Armenia, jak każdy kraj pogranicza, czerpała w swojej historii z różnych tradycji - perskiej, tureckiej, rosyjskiej, wykształciła też własną, oryginalną. W kolejnym odcinku relacji z podróży zapraszam do zapoznania się z miejscami, które radykalnie różnią się od siebie, gdyż jedno to świątynia chrześcijańska, a druga - pogańska, obie jednak przyciągają zwiedzających jak magnes. To Geghard i Garni, obiekty nie do pominięcia w wycieczce po Armenii.
Geghard (w tłumaczeniu: Święta Włócznia) należy powiązać z osobą Grzegorza Oświeciciela, świętego Ormiańskiego Kościoła Apostolskiego. Ten właśnie mnich według legendy na miejscu dawnego kultu pogańskiego wykuł w IV wieku skale kaplicę. Z groty wypływało - i wypływa nadal - święte źródło. Obecny kościół pochodzi z wieku XIII, jest to już kolejna świątynia, efekt odbudowy po najazdach arabskich. O niezwykłości Geghard stanowią jaskinie i bogate zdobnictwo, pełne symboliki odnoszącej się do władzy królewskiej, rzeczywistości duchowej i ziemskiej a także do śmierci. Mieszczący się nad wejściem relief przedstawia walkę lwa z bykiem.
Niegdyś w Geghard znajdowała się (według Ormian autentyczna) włócznia, którą setnik Longinus przebił bok Chrystusa wiszącego na krzyżu. Aktualnie spoczywa ona w skarbcu katolikosa wszystkich Ormian w Eczmiadzynie. Poza tym monastyr zasłynął dzięki kultowi relikwii św. Andrzeja i św. Jana.
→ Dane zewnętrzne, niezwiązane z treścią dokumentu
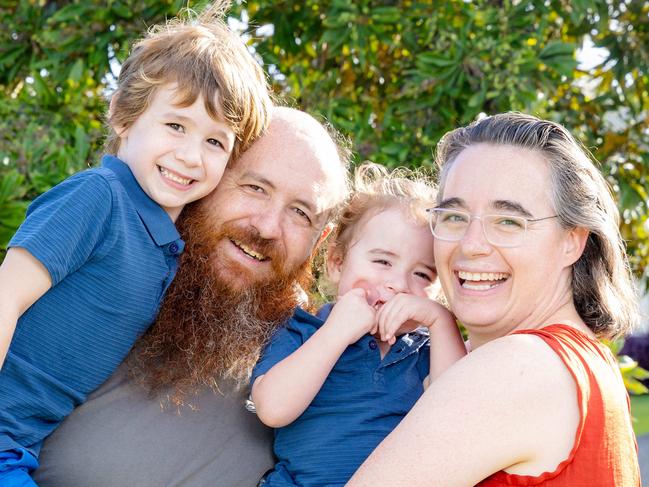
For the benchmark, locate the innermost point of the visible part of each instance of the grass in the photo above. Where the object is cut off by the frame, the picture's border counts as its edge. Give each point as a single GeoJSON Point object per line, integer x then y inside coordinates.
{"type": "Point", "coordinates": [640, 412]}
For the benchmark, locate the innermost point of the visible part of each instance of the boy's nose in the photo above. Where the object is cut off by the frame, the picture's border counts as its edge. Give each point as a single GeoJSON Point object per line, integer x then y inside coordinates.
{"type": "Point", "coordinates": [190, 154]}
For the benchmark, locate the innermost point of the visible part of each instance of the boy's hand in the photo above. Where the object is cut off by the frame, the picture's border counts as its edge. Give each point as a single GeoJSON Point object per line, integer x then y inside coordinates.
{"type": "Point", "coordinates": [405, 312]}
{"type": "Point", "coordinates": [352, 317]}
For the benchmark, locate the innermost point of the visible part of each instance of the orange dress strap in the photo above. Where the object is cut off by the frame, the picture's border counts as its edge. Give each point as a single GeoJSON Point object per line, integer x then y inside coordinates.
{"type": "Point", "coordinates": [605, 452]}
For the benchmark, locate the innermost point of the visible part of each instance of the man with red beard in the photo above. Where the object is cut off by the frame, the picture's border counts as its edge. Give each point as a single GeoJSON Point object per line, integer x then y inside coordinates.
{"type": "Point", "coordinates": [249, 247]}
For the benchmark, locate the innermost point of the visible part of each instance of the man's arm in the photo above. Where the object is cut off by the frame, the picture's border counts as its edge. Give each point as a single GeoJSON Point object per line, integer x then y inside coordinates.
{"type": "Point", "coordinates": [23, 279]}
{"type": "Point", "coordinates": [286, 390]}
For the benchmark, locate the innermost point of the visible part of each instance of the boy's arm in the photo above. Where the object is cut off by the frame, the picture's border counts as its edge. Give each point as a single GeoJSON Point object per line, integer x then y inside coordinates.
{"type": "Point", "coordinates": [286, 390]}
{"type": "Point", "coordinates": [447, 345]}
{"type": "Point", "coordinates": [23, 279]}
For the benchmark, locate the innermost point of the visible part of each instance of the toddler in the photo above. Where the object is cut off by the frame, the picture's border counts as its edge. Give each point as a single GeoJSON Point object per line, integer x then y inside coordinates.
{"type": "Point", "coordinates": [86, 271]}
{"type": "Point", "coordinates": [335, 384]}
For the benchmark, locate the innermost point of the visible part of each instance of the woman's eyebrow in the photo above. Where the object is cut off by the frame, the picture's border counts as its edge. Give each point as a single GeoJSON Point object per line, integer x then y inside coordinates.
{"type": "Point", "coordinates": [508, 205]}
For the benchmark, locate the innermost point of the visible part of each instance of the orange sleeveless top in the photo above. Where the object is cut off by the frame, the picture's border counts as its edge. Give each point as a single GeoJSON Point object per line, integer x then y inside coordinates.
{"type": "Point", "coordinates": [605, 452]}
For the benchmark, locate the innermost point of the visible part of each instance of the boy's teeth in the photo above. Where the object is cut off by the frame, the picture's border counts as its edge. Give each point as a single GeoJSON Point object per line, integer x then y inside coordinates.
{"type": "Point", "coordinates": [250, 252]}
{"type": "Point", "coordinates": [175, 177]}
{"type": "Point", "coordinates": [481, 276]}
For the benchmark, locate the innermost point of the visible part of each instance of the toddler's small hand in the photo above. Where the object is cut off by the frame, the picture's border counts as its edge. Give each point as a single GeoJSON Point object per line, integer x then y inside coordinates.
{"type": "Point", "coordinates": [352, 316]}
{"type": "Point", "coordinates": [404, 313]}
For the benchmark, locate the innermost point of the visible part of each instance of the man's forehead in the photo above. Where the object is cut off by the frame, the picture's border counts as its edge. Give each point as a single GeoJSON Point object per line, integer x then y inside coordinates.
{"type": "Point", "coordinates": [297, 162]}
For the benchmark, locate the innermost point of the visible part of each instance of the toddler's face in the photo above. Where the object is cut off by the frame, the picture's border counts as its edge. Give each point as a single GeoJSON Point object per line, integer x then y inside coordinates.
{"type": "Point", "coordinates": [388, 254]}
{"type": "Point", "coordinates": [177, 154]}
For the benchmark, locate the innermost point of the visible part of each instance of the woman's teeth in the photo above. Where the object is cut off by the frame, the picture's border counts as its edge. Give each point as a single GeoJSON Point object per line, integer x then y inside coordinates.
{"type": "Point", "coordinates": [481, 281]}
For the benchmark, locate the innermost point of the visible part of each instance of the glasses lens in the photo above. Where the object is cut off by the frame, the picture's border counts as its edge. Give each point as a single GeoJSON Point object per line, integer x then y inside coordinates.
{"type": "Point", "coordinates": [504, 230]}
{"type": "Point", "coordinates": [449, 224]}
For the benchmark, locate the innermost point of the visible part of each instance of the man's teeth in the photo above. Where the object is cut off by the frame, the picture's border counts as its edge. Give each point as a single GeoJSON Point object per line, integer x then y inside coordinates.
{"type": "Point", "coordinates": [247, 250]}
{"type": "Point", "coordinates": [174, 177]}
{"type": "Point", "coordinates": [481, 276]}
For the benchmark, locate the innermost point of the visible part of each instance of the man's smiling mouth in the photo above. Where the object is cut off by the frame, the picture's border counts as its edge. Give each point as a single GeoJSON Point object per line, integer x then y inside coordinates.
{"type": "Point", "coordinates": [250, 252]}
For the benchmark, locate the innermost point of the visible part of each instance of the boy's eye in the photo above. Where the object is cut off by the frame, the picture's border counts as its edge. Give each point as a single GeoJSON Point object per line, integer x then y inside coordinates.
{"type": "Point", "coordinates": [176, 126]}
Zupełnie inny charakter ma Garni. Do złudzenia przypomina obiekty usytuowane w Atenach, jednak nie oddawano tam czci Zeusowi ani Artemidzie lecz bóstwu solarnemu Mitrze. Kult Mitry pochodzi z Iranu i Indii, popularny był również w starożytnej Grecji i w Rzymie. Świątynia w Garni wchodzi w skład większego kompleksu zbudowanego (prawdopodobnie) przez króla Tirydatesa I w I w. n.e. Część badaczy uważa jednak, że to dzieło późniejsze.
Świątynię zbudowano z miejscowego, ciemnego bazaltu. Oczywiście to, co podziwiamy teraz, zawdzięczamy odbudowie z XX w., albowiem w 1679 r. budowla runęła w czasie trzęsienia ziemi. O dziwo pozostałości przetrwały okupację muzułmańską. Dziś przez Garni przewijają się tłumy zwiedzających którzy podziwiają również położoną niżej dolinę rzeki Azat. Dodatkowo istnieje w Garni możliwość wysłuchania krótkiego koncertu artysty grającego na tradycyjnym, ormiańskim istrumencie, duduku. I jeszcze ciekawostka - właśnie w świątyni Garni nakręcona została jedna ze scen filmu "Podróże pana Kleksa" z 1986 r.